In doing so, it became the second professional accounting body to fall into the red, after CIMA announced a deficit of Pounds 322,000 early in the week.
And David Shaw, treasurer of the ICAEW, said the institute was budgeting for ‘substantial losses’ in 2001 due to the use of reserves to fund a new database, education and training needs and to develop local infrastructure.
In particular he highlighted a one off Pounds 1m investment in develop learning materials for the professional stage of the new ACA qualification. In addition Pounds 1.9m was spent on member education and training, while the cost of member services climbed 14% to Pounds 13.2m in 2000.

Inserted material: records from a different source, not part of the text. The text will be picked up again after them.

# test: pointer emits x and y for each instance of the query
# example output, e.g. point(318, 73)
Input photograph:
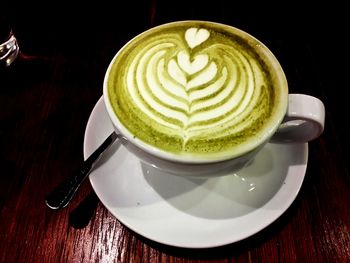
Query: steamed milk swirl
point(191, 89)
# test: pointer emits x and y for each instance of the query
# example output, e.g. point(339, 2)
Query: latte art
point(191, 90)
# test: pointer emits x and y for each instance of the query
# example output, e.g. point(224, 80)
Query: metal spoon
point(64, 192)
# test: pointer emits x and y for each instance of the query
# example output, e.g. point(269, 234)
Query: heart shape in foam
point(195, 36)
point(198, 63)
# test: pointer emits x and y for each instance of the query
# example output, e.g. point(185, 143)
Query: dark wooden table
point(47, 96)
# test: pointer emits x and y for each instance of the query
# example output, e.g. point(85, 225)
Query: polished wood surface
point(47, 96)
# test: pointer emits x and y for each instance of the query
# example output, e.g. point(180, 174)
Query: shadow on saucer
point(232, 195)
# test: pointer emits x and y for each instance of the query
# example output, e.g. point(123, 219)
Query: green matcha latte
point(197, 89)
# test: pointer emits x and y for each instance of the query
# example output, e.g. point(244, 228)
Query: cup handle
point(304, 120)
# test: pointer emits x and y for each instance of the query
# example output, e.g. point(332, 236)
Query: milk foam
point(191, 88)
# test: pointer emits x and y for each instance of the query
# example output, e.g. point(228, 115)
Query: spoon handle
point(64, 192)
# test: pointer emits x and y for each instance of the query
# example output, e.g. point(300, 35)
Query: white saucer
point(194, 213)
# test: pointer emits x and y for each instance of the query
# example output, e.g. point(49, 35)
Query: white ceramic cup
point(303, 121)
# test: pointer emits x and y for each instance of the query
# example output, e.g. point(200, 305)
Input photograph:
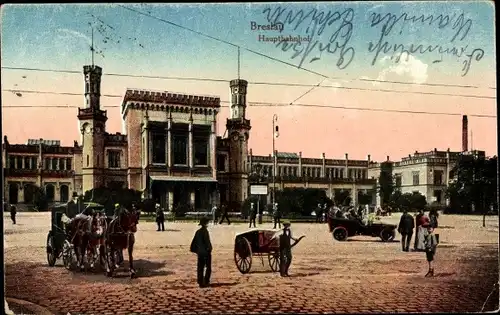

In 1999 the ICAEW reported a surplus of £3.7m on earnings of Pounds 53.4m, following a steady increase in profits from just over Pounds 500,000 in 1996 to Pounds 3.4m in 1998.
Despite the loss in 2000, Shaw said the institute would continue to invest in its new qualification in 2001. These words were echoed by Graham Ward, president of the ICAEW, who said the institute was following through on its new strategic plan and had laid foundations for further enhancement of the institute’s position as a relevant 21st century professional body.
Ward said the ICAEW aimed to produce a world class suite of professional accountancy qualifications and lauded the new ACA qualification.